Clarisse eût entendu ces paroles qu’elle eût été sauvée. Elle aurait aisément dominé un adversaire qui acceptait d’avance la défaite. Mais elle ne pouvait ni entendre ni voir. Elle voulait s’indigner et ne faisait que balbutier des reproches indistincts. Elle voulait le chasser et son bras n’avait pas la force de faire un seul geste. Sa main qui tremblait dut poser la lampe. Elle tourna sur elle-même et tomba, évanouie…


Ils s’aimaient depuis trois mois, depuis le jour de leur rencontre dans le Midi où Clarisse passait quelque temps chez une amie de pension.

Tout de suite, ils se sentirent unis par un lien qui fut, pour lui, la chose du monde la plus délicieuse, pour elle, le signe d’un esclavage qu’elle chérissait de plus en plus. Dès le début, Raoul lui sembla un être insaisissable, mystérieux, auquel, jamais, elle ne comprendrait rien. Il la désolait par certains accès de légèreté, d’ironie méchante et d’humeur soucieuse. Mais à côté de cela, quelle séduction ! Quelle gaieté ! Quels soubresauts d’enthousiasme et d’exaltation juvénile. Tous ses défauts prenaient l’apparence de qualités excessives et ses vices avaient un air de vertus qui s’ignorent et qui vont s’épanouir.

Dès son retour en Normandie, elle eut la surprise d’apercevoir, un matin, la fine silhouette du jeune homme, perchée sur un mur, en face de ses fenêtres. Il avait choisi une auberge, à quelques kilomètres de distance, et ainsi, presque chaque jour, s’en vint sur sa bicyclette la retrouver aux environs de la Haie d’Étigues.

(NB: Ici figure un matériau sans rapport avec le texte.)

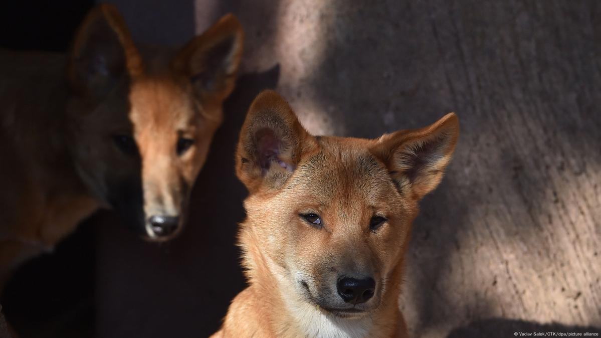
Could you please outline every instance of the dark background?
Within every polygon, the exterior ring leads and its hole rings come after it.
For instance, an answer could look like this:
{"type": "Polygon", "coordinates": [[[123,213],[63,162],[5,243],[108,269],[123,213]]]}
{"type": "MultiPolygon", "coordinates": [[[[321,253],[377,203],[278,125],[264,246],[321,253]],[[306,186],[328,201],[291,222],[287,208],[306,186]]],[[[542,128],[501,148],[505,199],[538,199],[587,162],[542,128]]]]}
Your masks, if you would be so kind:
{"type": "MultiPolygon", "coordinates": [[[[145,243],[99,213],[7,287],[4,310],[23,337],[218,328],[243,286],[233,243],[246,192],[232,154],[266,87],[314,134],[376,137],[457,112],[456,155],[422,203],[408,253],[402,307],[413,336],[599,332],[601,3],[115,2],[145,43],[183,43],[233,12],[246,75],[182,236],[145,243]]],[[[0,42],[63,50],[91,5],[3,4],[0,42]]]]}

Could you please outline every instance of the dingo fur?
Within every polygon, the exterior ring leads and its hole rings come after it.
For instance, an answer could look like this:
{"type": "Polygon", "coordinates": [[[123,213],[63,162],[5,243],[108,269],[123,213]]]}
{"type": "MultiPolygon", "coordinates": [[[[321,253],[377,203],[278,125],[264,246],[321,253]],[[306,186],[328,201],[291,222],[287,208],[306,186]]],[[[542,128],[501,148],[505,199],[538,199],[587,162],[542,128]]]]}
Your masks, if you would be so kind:
{"type": "Polygon", "coordinates": [[[310,135],[273,91],[251,106],[236,173],[249,286],[213,337],[407,337],[398,306],[418,202],[459,136],[450,113],[376,140],[310,135]]]}
{"type": "Polygon", "coordinates": [[[0,283],[99,207],[150,241],[180,232],[243,38],[228,14],[181,49],[138,48],[103,4],[67,55],[0,52],[0,283]]]}

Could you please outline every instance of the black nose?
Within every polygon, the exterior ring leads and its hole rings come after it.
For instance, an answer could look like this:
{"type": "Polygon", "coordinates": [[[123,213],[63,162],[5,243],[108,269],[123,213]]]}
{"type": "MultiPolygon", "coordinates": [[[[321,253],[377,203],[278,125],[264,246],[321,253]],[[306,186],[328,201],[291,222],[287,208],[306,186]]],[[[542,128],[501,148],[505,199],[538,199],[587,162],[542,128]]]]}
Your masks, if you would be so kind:
{"type": "Polygon", "coordinates": [[[153,232],[158,237],[165,237],[175,232],[180,224],[177,216],[151,216],[148,219],[153,232]]]}
{"type": "Polygon", "coordinates": [[[376,282],[371,277],[364,279],[344,277],[338,281],[337,287],[338,295],[344,301],[361,304],[373,297],[376,282]]]}

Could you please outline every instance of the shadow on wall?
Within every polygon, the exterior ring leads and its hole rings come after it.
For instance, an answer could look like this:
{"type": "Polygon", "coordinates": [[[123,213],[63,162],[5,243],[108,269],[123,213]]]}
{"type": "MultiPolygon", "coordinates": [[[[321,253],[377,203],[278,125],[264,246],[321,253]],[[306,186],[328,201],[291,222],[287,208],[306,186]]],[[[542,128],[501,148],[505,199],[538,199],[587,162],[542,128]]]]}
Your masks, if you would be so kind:
{"type": "Polygon", "coordinates": [[[567,326],[558,323],[541,324],[513,319],[491,318],[472,322],[469,325],[454,329],[447,338],[508,338],[520,336],[520,333],[595,333],[601,336],[601,328],[593,327],[567,326]]]}

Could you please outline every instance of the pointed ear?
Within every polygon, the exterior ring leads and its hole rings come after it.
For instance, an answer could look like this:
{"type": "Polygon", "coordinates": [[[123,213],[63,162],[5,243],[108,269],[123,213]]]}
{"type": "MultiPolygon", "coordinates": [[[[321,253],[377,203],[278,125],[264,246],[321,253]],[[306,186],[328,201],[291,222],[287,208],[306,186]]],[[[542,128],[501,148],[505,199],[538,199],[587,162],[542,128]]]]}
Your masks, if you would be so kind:
{"type": "Polygon", "coordinates": [[[101,99],[123,76],[142,71],[142,59],[117,8],[105,4],[90,11],[70,54],[68,76],[73,90],[101,99]]]}
{"type": "Polygon", "coordinates": [[[182,48],[173,60],[174,70],[190,79],[200,99],[222,101],[236,84],[243,40],[240,22],[227,14],[182,48]]]}
{"type": "Polygon", "coordinates": [[[276,93],[260,94],[248,110],[236,150],[238,178],[251,192],[281,186],[301,154],[316,146],[288,103],[276,93]]]}
{"type": "Polygon", "coordinates": [[[440,183],[459,136],[459,120],[451,112],[424,128],[383,135],[372,150],[399,190],[420,200],[440,183]]]}

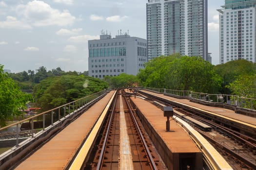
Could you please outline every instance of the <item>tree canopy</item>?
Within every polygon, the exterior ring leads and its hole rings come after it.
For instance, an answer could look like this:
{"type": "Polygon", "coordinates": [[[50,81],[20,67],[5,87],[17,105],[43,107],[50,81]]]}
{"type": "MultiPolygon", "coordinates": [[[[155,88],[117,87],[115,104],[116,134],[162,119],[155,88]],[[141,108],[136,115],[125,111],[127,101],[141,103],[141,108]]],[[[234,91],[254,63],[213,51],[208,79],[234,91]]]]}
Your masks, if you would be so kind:
{"type": "Polygon", "coordinates": [[[107,83],[83,75],[50,77],[35,86],[35,101],[47,110],[107,87],[107,83]]]}
{"type": "Polygon", "coordinates": [[[150,61],[138,76],[143,86],[215,93],[221,78],[213,68],[201,57],[174,54],[150,61]]]}
{"type": "Polygon", "coordinates": [[[26,109],[26,103],[31,100],[32,96],[22,92],[0,65],[0,126],[6,125],[7,120],[20,115],[20,110],[26,109]]]}
{"type": "MultiPolygon", "coordinates": [[[[236,90],[234,86],[235,84],[233,84],[232,88],[230,88],[230,84],[234,82],[239,77],[241,79],[244,76],[245,78],[248,75],[256,74],[256,63],[254,64],[245,60],[234,60],[217,65],[214,69],[223,78],[220,92],[222,94],[234,94],[233,91],[236,90]]],[[[246,84],[244,85],[247,86],[246,84]]]]}
{"type": "Polygon", "coordinates": [[[106,76],[103,80],[108,83],[112,88],[127,87],[138,85],[138,80],[136,76],[121,73],[118,76],[106,76]]]}

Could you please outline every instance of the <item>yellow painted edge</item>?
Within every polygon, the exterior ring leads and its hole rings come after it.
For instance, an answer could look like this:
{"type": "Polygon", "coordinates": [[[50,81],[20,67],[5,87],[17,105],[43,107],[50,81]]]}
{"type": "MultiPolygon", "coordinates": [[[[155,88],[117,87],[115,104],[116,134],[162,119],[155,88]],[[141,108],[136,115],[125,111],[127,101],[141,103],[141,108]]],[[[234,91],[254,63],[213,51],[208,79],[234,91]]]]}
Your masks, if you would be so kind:
{"type": "Polygon", "coordinates": [[[104,118],[105,115],[108,112],[110,104],[113,101],[113,100],[115,96],[117,91],[115,92],[112,97],[109,101],[109,102],[107,104],[107,106],[105,107],[103,111],[102,112],[100,117],[97,121],[97,122],[94,126],[93,130],[88,136],[88,137],[83,146],[79,150],[79,153],[76,157],[75,160],[71,164],[71,166],[69,168],[70,170],[80,170],[82,166],[84,159],[86,157],[87,154],[88,153],[89,151],[93,144],[93,141],[95,137],[96,137],[96,134],[99,130],[100,126],[102,123],[104,118]]]}

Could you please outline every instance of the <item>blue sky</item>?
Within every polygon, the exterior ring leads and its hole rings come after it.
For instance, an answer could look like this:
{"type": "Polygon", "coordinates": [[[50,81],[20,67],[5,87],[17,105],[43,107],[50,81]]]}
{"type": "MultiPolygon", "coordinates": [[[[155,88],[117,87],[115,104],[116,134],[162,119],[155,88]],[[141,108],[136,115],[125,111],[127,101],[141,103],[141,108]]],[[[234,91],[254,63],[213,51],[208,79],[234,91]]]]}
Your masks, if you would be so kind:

Orpheline de mère, Clarisse, n’était pas heureuse auprès de son père, homme dur, sombre de caractère, dévot à l’excès, entiché de son titre, âpre au gain, et que ses fermiers redoutaient comme un ennemi. Lorsque Raoul, qui n’avait même pas été présenté, eut l’audace de lui demander la main de sa fille, le baron entra dans une telle fureur contre ce prétendant imberbe, sans situation et sans relations, qu’il l’eût cravaché si le jeune homme ne l’avait regardé d’un petit air de dompteur qui maîtrise une bête féroce.

C’est à la suite de cette entrevue, et pour en effacer le souvenir dans l’esprit de Raoul, que Clarisse commit la faute de lui ouvrir, à deux reprises, la porte de son boudoir. Imprudence dangereuse et dont Raoul s’était prévalu avec toute la logique d’un amoureux.

Ce matin-là, simulant une indisposition, elle se fit apporter le déjeuner de midi tandis que Raoul se cachait dans une pièce voisine, et après le repas, ils restèrent longtemps serrés l’un contre l’autre devant la fenêtre ouverte, unis par le souvenir de leurs baisers et par tout ce qu’il y avait en eux de tendresse et, malgré la faute commise, d’ingénuité.